True pleasure for mankind, then, lies in seeking perfection, that is, in repeating the pattern by which the whole cosmos began and returns to its source. Nasir Khusraw makes this spirituality of pleasure and desire a critical feature of his philosophy. He connects pleasure and desire with the human will, the process of self-realisation, and the relationship between the universal soul and the individual soul. While the superiority of the spiritual or intelligible world over the material or physical world can be sustained in pure metaphysics, we encounter a difficulty when we try to translate this superiority into the actual functioning of physical bodies in space and time. That is why religion has to deal both with theory and codes of conduct. Nasir Khusraw's detailed analysis of human salvation reveals the limit of the Neoplatonic dualism of body and soul.

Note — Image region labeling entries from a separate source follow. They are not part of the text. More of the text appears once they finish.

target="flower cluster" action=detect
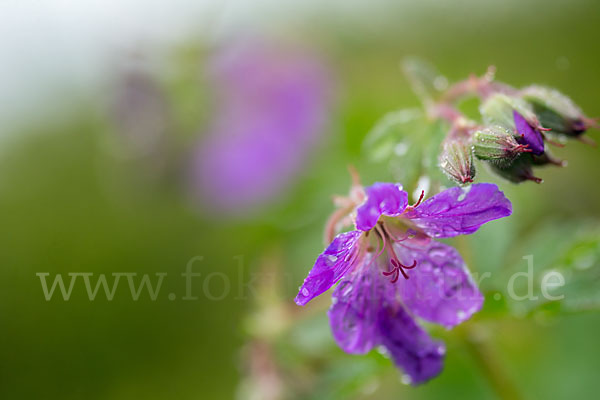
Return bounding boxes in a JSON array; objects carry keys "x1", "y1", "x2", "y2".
[
  {"x1": 296, "y1": 177, "x2": 512, "y2": 384},
  {"x1": 295, "y1": 62, "x2": 596, "y2": 384},
  {"x1": 430, "y1": 74, "x2": 597, "y2": 184}
]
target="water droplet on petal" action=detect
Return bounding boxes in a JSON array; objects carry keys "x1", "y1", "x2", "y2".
[{"x1": 400, "y1": 374, "x2": 412, "y2": 385}]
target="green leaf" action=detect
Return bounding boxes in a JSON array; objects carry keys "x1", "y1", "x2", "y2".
[
  {"x1": 506, "y1": 221, "x2": 600, "y2": 317},
  {"x1": 402, "y1": 57, "x2": 448, "y2": 104}
]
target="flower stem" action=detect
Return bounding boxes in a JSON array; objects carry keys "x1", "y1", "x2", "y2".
[{"x1": 465, "y1": 328, "x2": 523, "y2": 400}]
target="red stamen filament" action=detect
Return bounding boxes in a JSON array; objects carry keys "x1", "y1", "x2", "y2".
[
  {"x1": 375, "y1": 223, "x2": 417, "y2": 283},
  {"x1": 412, "y1": 190, "x2": 425, "y2": 208},
  {"x1": 514, "y1": 144, "x2": 533, "y2": 153}
]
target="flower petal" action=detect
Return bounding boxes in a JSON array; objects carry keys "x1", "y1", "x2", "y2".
[
  {"x1": 294, "y1": 231, "x2": 363, "y2": 306},
  {"x1": 395, "y1": 240, "x2": 483, "y2": 328},
  {"x1": 379, "y1": 306, "x2": 446, "y2": 385},
  {"x1": 356, "y1": 182, "x2": 408, "y2": 231},
  {"x1": 328, "y1": 254, "x2": 395, "y2": 354},
  {"x1": 513, "y1": 111, "x2": 544, "y2": 156},
  {"x1": 403, "y1": 183, "x2": 512, "y2": 238}
]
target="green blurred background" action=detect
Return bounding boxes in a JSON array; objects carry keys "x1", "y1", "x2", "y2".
[{"x1": 0, "y1": 0, "x2": 600, "y2": 399}]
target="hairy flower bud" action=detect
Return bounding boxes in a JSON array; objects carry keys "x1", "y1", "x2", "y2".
[
  {"x1": 480, "y1": 94, "x2": 545, "y2": 155},
  {"x1": 439, "y1": 138, "x2": 475, "y2": 185},
  {"x1": 521, "y1": 85, "x2": 589, "y2": 136},
  {"x1": 490, "y1": 154, "x2": 542, "y2": 183},
  {"x1": 479, "y1": 93, "x2": 539, "y2": 127},
  {"x1": 473, "y1": 125, "x2": 531, "y2": 165}
]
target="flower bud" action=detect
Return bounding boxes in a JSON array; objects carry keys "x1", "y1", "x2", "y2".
[
  {"x1": 439, "y1": 138, "x2": 475, "y2": 185},
  {"x1": 490, "y1": 154, "x2": 542, "y2": 183},
  {"x1": 473, "y1": 125, "x2": 531, "y2": 165},
  {"x1": 480, "y1": 94, "x2": 544, "y2": 155},
  {"x1": 521, "y1": 85, "x2": 589, "y2": 136},
  {"x1": 479, "y1": 93, "x2": 539, "y2": 131}
]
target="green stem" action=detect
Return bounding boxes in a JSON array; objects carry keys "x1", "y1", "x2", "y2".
[{"x1": 465, "y1": 329, "x2": 523, "y2": 400}]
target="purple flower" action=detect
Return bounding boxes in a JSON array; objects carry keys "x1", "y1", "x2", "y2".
[
  {"x1": 295, "y1": 183, "x2": 512, "y2": 384},
  {"x1": 192, "y1": 43, "x2": 330, "y2": 212}
]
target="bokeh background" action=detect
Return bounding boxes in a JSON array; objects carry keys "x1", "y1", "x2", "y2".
[{"x1": 0, "y1": 0, "x2": 600, "y2": 399}]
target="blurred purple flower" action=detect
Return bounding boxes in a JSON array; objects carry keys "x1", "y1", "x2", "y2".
[
  {"x1": 192, "y1": 43, "x2": 330, "y2": 212},
  {"x1": 295, "y1": 183, "x2": 512, "y2": 384}
]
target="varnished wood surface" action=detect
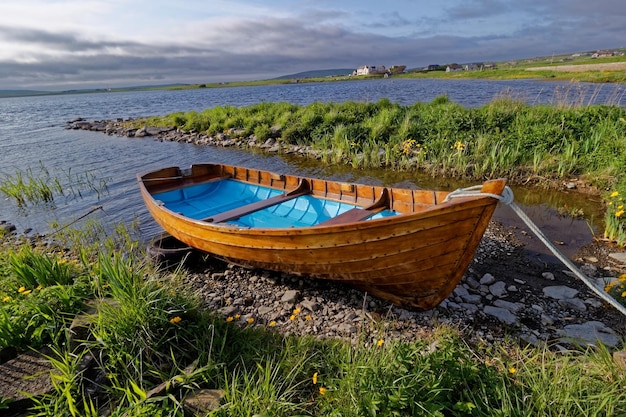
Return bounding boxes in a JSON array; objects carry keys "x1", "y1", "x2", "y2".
[{"x1": 138, "y1": 164, "x2": 506, "y2": 309}]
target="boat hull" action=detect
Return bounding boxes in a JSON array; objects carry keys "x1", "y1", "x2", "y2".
[{"x1": 139, "y1": 162, "x2": 505, "y2": 309}]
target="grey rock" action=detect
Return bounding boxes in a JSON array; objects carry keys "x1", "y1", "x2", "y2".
[
  {"x1": 259, "y1": 306, "x2": 274, "y2": 316},
  {"x1": 543, "y1": 285, "x2": 578, "y2": 300},
  {"x1": 301, "y1": 299, "x2": 321, "y2": 311},
  {"x1": 558, "y1": 321, "x2": 620, "y2": 347},
  {"x1": 280, "y1": 290, "x2": 300, "y2": 304},
  {"x1": 461, "y1": 294, "x2": 481, "y2": 304},
  {"x1": 580, "y1": 264, "x2": 598, "y2": 277},
  {"x1": 489, "y1": 281, "x2": 506, "y2": 297},
  {"x1": 480, "y1": 273, "x2": 496, "y2": 285},
  {"x1": 493, "y1": 300, "x2": 524, "y2": 313},
  {"x1": 459, "y1": 303, "x2": 478, "y2": 314},
  {"x1": 483, "y1": 306, "x2": 517, "y2": 324},
  {"x1": 454, "y1": 285, "x2": 469, "y2": 298},
  {"x1": 465, "y1": 277, "x2": 480, "y2": 290},
  {"x1": 609, "y1": 252, "x2": 626, "y2": 265},
  {"x1": 559, "y1": 298, "x2": 587, "y2": 311}
]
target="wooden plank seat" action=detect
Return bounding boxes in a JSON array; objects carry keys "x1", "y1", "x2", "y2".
[
  {"x1": 204, "y1": 180, "x2": 311, "y2": 223},
  {"x1": 317, "y1": 188, "x2": 389, "y2": 226}
]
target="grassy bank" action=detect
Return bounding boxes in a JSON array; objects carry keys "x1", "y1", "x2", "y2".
[
  {"x1": 133, "y1": 94, "x2": 626, "y2": 246},
  {"x1": 0, "y1": 228, "x2": 626, "y2": 416}
]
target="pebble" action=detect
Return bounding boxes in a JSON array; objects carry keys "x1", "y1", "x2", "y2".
[
  {"x1": 166, "y1": 223, "x2": 625, "y2": 349},
  {"x1": 53, "y1": 119, "x2": 626, "y2": 350}
]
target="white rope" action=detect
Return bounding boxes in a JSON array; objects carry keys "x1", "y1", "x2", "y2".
[{"x1": 444, "y1": 185, "x2": 626, "y2": 316}]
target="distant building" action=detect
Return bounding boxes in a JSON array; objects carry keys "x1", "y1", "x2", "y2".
[
  {"x1": 352, "y1": 65, "x2": 387, "y2": 75},
  {"x1": 389, "y1": 65, "x2": 406, "y2": 75},
  {"x1": 591, "y1": 51, "x2": 613, "y2": 58}
]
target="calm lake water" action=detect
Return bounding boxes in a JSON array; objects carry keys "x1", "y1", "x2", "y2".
[{"x1": 0, "y1": 79, "x2": 626, "y2": 247}]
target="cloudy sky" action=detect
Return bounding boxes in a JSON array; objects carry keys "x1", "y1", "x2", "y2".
[{"x1": 0, "y1": 0, "x2": 626, "y2": 90}]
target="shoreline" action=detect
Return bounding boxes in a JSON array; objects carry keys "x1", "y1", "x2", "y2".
[{"x1": 61, "y1": 119, "x2": 626, "y2": 345}]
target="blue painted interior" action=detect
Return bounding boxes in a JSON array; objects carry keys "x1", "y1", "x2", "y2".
[{"x1": 154, "y1": 180, "x2": 397, "y2": 228}]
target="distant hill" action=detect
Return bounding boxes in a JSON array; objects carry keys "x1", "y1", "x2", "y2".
[
  {"x1": 0, "y1": 90, "x2": 50, "y2": 97},
  {"x1": 272, "y1": 68, "x2": 354, "y2": 80}
]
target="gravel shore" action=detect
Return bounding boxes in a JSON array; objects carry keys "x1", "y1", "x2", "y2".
[
  {"x1": 66, "y1": 118, "x2": 626, "y2": 348},
  {"x1": 166, "y1": 222, "x2": 626, "y2": 349}
]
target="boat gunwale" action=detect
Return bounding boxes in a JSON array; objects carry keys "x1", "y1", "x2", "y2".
[
  {"x1": 137, "y1": 164, "x2": 506, "y2": 236},
  {"x1": 142, "y1": 184, "x2": 497, "y2": 236}
]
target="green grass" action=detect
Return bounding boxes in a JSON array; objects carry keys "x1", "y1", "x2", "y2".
[
  {"x1": 0, "y1": 226, "x2": 626, "y2": 416},
  {"x1": 132, "y1": 92, "x2": 626, "y2": 246}
]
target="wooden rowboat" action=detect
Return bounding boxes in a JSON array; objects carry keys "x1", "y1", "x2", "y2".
[{"x1": 137, "y1": 164, "x2": 506, "y2": 309}]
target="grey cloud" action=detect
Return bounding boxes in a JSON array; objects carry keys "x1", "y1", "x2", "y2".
[
  {"x1": 446, "y1": 0, "x2": 511, "y2": 21},
  {"x1": 0, "y1": 0, "x2": 626, "y2": 89}
]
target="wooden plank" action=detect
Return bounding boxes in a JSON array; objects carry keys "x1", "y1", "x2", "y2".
[
  {"x1": 204, "y1": 180, "x2": 311, "y2": 223},
  {"x1": 316, "y1": 188, "x2": 389, "y2": 227},
  {"x1": 316, "y1": 207, "x2": 385, "y2": 227}
]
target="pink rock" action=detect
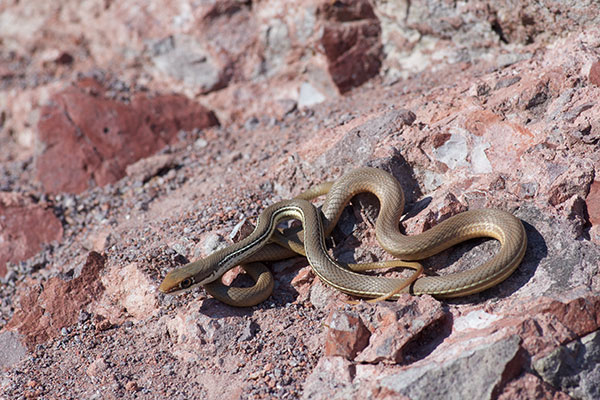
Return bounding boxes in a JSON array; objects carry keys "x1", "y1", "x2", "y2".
[
  {"x1": 498, "y1": 372, "x2": 571, "y2": 400},
  {"x1": 325, "y1": 310, "x2": 371, "y2": 359},
  {"x1": 585, "y1": 181, "x2": 600, "y2": 225},
  {"x1": 0, "y1": 192, "x2": 63, "y2": 276}
]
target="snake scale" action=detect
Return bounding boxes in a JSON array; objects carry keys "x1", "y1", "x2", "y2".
[{"x1": 159, "y1": 167, "x2": 527, "y2": 306}]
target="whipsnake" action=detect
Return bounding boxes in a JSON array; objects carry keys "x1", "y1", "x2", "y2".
[{"x1": 159, "y1": 168, "x2": 527, "y2": 306}]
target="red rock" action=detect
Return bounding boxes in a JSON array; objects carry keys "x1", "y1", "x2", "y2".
[
  {"x1": 6, "y1": 252, "x2": 105, "y2": 346},
  {"x1": 325, "y1": 310, "x2": 371, "y2": 360},
  {"x1": 321, "y1": 0, "x2": 382, "y2": 92},
  {"x1": 35, "y1": 79, "x2": 217, "y2": 193},
  {"x1": 589, "y1": 61, "x2": 600, "y2": 86},
  {"x1": 0, "y1": 192, "x2": 63, "y2": 276}
]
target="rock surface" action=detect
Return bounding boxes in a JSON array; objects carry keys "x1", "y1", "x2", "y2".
[{"x1": 0, "y1": 0, "x2": 600, "y2": 400}]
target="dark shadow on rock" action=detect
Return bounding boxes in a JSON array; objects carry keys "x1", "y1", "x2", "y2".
[
  {"x1": 366, "y1": 149, "x2": 423, "y2": 206},
  {"x1": 400, "y1": 304, "x2": 454, "y2": 365}
]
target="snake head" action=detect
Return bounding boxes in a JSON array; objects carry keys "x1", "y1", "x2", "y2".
[{"x1": 158, "y1": 257, "x2": 219, "y2": 294}]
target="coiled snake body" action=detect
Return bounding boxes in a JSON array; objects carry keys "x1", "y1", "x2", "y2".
[{"x1": 159, "y1": 168, "x2": 527, "y2": 306}]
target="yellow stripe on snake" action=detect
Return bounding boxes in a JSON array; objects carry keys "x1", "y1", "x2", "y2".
[{"x1": 159, "y1": 168, "x2": 527, "y2": 307}]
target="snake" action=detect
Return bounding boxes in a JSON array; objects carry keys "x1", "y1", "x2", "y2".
[{"x1": 159, "y1": 167, "x2": 527, "y2": 306}]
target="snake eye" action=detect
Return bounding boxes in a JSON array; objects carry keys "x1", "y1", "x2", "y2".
[{"x1": 179, "y1": 278, "x2": 194, "y2": 289}]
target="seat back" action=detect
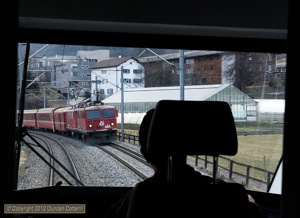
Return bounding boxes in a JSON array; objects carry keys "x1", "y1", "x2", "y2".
[{"x1": 127, "y1": 100, "x2": 249, "y2": 218}]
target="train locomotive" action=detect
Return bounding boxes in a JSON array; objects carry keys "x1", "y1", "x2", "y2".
[{"x1": 23, "y1": 103, "x2": 118, "y2": 143}]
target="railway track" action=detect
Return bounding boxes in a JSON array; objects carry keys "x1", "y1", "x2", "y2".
[
  {"x1": 23, "y1": 133, "x2": 84, "y2": 186},
  {"x1": 93, "y1": 142, "x2": 151, "y2": 180}
]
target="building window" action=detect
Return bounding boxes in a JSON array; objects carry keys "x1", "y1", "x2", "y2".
[
  {"x1": 124, "y1": 78, "x2": 131, "y2": 83},
  {"x1": 133, "y1": 69, "x2": 143, "y2": 74},
  {"x1": 107, "y1": 89, "x2": 114, "y2": 95},
  {"x1": 268, "y1": 64, "x2": 272, "y2": 72},
  {"x1": 186, "y1": 59, "x2": 194, "y2": 64},
  {"x1": 133, "y1": 79, "x2": 142, "y2": 83},
  {"x1": 123, "y1": 69, "x2": 130, "y2": 74}
]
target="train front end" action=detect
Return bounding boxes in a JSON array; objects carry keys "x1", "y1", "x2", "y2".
[{"x1": 85, "y1": 106, "x2": 118, "y2": 143}]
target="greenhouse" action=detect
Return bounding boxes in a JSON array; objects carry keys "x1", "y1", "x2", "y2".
[{"x1": 103, "y1": 84, "x2": 257, "y2": 123}]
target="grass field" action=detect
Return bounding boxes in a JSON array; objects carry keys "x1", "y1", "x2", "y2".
[{"x1": 120, "y1": 122, "x2": 283, "y2": 179}]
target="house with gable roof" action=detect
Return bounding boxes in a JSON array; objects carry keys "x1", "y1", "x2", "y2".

Moreover, as a conscientious and responsible thinker, Nasir Khusraw lets the consequences of the theory lead him to its logical conclusion, one in which the body is not just the lowest form of the Neoplatonic realm, but is raised to an instrument of spiritual perfection. For it is through the body that the soul can be perfected by carrying out the shari'a. In this way, by modifying the Neoplatonic system, Nasir took what could have been its metaphysical limit and transformed it into an enriched dynamic between the power of the soul and its use of a bodily instrument for human perfection. Since man is responsible for his actions, the effects of his actions are transferred to his soul. This transference will lead to the purification or perfection of man's soul, which can only occur by observing the shari'a. What Nasir Khusraw achieves in his theology is to make the body an intermediary agent in the purification of the soul - the soul is purified by acts of the body. While he allowed Ismaili philosophical theology to remain Neoplatonic in its metaphysics up to this level with its emanations and hierarchies, and in conformity with the Ismaili polarity of zahir and batin, he created a critical synthesis by making the ethical scheme clearly Islamic. In this way, Nasir Khusraw reveals the centrality of the body and the material world in not only the day-to-day intellectual and ethical processes of our lives, but also in the ultimate perfection of the soul.